Oleh: Aldi Ferdiansyah
Usaha Mikro, Kecil, dan Menengah (UMKM) sektor agroindustri di Kabupaten Bogor memegang peranan krusial sebagai penggerak utama roda perekonomian daerah. Dengan jumlah pelaku yang mencapai lebih dari 50 ribu, kontribusi sektor ini begitu menonjol, khususnya dalam hal pengolahan komoditas pertanian lokal seperti keripik talas, manisan pala, minuman herbal, hingga produk berbasis rempah-rempah. Tidak hanya mencukupi kebutuhan pasar domestik, produk-produk ini juga menyimpan potensi besar untuk menembus pasar nasional dan ekspor.
Meski demikian, kenyataan di lapangan menunjukkan bahwa sebagian besar UMKM masih mengandalkan metode operasional yang bersifat tradisional.
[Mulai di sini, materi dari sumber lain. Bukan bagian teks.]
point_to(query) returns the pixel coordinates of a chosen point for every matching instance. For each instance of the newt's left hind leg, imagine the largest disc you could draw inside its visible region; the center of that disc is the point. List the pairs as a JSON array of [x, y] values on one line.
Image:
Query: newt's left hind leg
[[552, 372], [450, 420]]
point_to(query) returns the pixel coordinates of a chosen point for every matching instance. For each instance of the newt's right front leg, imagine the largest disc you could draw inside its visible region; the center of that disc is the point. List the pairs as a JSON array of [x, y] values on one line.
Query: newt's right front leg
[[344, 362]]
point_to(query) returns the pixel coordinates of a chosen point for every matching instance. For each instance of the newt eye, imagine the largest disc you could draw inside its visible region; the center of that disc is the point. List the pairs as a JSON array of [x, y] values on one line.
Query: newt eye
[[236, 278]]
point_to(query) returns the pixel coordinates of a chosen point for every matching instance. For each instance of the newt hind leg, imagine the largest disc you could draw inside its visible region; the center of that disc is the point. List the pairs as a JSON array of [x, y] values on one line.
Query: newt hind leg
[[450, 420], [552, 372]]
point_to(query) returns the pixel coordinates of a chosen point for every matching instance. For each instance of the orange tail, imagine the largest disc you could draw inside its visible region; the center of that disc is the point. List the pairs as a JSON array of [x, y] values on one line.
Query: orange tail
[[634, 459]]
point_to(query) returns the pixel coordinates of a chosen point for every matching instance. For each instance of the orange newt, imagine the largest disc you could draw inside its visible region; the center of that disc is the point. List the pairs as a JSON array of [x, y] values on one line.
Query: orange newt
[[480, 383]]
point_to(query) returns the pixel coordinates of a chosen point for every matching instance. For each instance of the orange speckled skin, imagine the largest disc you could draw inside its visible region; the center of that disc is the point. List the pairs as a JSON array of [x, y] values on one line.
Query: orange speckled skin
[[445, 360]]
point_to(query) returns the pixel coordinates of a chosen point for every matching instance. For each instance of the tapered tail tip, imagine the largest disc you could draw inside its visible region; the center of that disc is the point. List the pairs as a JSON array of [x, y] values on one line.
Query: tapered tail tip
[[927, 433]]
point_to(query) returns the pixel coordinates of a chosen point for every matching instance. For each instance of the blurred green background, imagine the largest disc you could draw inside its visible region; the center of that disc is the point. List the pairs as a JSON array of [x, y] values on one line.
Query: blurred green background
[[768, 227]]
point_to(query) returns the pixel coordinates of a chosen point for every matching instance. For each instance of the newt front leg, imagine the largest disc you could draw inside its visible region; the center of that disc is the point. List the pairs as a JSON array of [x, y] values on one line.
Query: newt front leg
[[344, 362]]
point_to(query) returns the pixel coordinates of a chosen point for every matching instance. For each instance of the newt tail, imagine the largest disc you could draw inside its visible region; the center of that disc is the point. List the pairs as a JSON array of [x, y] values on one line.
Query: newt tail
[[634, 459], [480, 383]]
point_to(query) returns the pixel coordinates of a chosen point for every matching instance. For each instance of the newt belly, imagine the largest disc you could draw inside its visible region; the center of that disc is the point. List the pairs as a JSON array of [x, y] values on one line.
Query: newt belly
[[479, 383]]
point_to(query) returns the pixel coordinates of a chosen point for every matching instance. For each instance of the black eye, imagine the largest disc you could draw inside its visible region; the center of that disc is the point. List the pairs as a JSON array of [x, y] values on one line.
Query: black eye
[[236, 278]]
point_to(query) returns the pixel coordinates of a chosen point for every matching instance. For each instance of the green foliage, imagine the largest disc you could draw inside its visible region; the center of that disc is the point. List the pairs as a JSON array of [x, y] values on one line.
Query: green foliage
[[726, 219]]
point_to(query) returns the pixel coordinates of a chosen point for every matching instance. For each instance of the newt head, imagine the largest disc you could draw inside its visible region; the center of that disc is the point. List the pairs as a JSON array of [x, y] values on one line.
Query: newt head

Data terbaru mengindikasikan bahwa hanya sekitar 13 persen pelaku UMKM di wilayah ini yang telah aktif memanfaatkan teknologi digital. Hal ini mencerminkan ketertinggalan signifikan, khususnya dalam aspek pemasaran online, pencatatan keuangan berbasis aplikasi, serta pemanfaatan sistem pembayaran elektronik seperti QRIS.
Padahal, sejumlah data nasional menunjukkan bahwa digitalisasi mampu mendorong peningkatan pendapatan UMKM hingga 30 persen dalam dua tahun terakhir. Di sisi lain, nilai transaksi e-commerce nasional mencapai lebih dari Rp400 triliun pada tahun 2023, membuka peluang pasar yang sangat luas bagi UMKM yang mampu beradaptasi dan masuk ke dalam ekosistem digital tersebut.
Sayangnya, upaya pemerintah daerah dalam membekali pelaku usaha dengan keterampilan digital masih belum optimal. Program pelatihan yang diselenggarakan cenderung bersifat generik, tanpa mempertimbangkan keragaman jenis usaha, skala produksi, maupun kesiapan teknologi dari masing-masing pelaku. Tidak jarang, pelaku usaha mikro diberikan pelatihan ekspor, meskipun kapasitas dan kualitas produk mereka masih belum memenuhi standar pasar global.
Lebih jauh lagi, belum adanya sistem pemantauan dan evaluasi berbasis data digital membuat efektivitas program intervensi sulit diukur. Tanpa informasi yang rinci dan akurat mengenai perkembangan setiap pelaku usaha, kebijakan yang dibuat cenderung reaktif dan kurang berorientasi pada dampak jangka panjang.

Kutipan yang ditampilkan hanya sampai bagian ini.